I love this game! Renegade started life as an arcade game, but the first time I experienced it was when I given a copy to play on my Sinclair ZX Spectrum 48k many moons ago. It's a lot like Double Dragon, Final Fight and games like that, with quite similar storyline, in as much as it's about a guy having to fight bad guys in order to save his girlfriend but it's very playable and very addictive. If you've played these kinds of fighters before, you'll recognize the early simplicity in this one.
You're stuck to one screen that scrolls a little on each edge.
You control a vigilante, in the NES version of the game he's named Mr K, but in the Spectrum version of the game you don't get to find out his name. It could be said that Renegade was a rather more brutal game than others of its genre, and even allowed the player to keep attacking a downed enemy. It was also possible to pick up fallen enemies and throw them at oncoming fighters. Doesn't sound much by today's standards but back in the day that was really quite something! The game is set over 5 stages, starting off in a subway station and ending up in a biker gang's
hideout. From memory, one of the coolest parts of this game is when the gang comes at you on their motorcycles and you have to do flying kicks to knock them off their bikes. Very cool! The game's graphics are also worth a mention. They're not without their limitations (all the characters wear the same trousers to save memory, for example), but for their time they were detailed and perfectly animated.

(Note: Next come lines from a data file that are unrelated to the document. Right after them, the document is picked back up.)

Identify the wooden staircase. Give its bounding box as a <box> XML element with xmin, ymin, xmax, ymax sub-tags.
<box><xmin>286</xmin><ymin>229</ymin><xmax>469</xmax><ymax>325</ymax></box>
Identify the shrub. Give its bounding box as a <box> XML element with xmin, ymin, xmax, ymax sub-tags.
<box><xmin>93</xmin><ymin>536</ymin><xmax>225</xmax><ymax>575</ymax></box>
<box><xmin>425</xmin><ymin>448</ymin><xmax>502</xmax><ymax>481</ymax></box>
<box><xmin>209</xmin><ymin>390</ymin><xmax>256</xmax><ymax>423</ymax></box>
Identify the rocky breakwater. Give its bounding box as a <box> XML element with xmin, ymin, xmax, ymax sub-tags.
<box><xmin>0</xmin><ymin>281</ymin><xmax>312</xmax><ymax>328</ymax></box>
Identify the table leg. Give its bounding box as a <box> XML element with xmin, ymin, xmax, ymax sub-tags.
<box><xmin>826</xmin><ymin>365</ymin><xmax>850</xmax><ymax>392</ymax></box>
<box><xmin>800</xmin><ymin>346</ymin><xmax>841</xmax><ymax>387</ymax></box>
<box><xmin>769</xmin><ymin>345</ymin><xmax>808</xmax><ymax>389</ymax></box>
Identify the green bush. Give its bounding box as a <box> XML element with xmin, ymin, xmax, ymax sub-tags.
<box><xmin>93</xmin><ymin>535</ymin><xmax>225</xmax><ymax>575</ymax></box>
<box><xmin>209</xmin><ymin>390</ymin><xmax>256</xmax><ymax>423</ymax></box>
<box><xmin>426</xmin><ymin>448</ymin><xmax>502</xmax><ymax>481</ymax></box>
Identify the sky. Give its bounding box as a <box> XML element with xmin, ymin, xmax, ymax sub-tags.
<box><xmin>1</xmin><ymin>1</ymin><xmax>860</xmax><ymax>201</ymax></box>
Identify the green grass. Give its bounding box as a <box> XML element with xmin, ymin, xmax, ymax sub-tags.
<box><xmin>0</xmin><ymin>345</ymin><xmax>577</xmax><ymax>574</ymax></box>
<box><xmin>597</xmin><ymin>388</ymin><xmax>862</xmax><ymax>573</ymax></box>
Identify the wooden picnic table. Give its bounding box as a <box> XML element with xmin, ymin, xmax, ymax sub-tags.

The game gets progressively harder the further you get into it, which is how games should be! The knife throwers are a particular pain in the bum and the final boss you have to face wields a gun and is very tricky to defeat.
The sequels to the game, of which I think there were a few, never really lived up to the magic of the original and I think the sequels were actually made by Ocean Software instead of Technos Japan who made the original version of the game. Renegade's combination of gritty violence and tactics make it a classic of 8-bit gaming, and still worth playing twenty years on.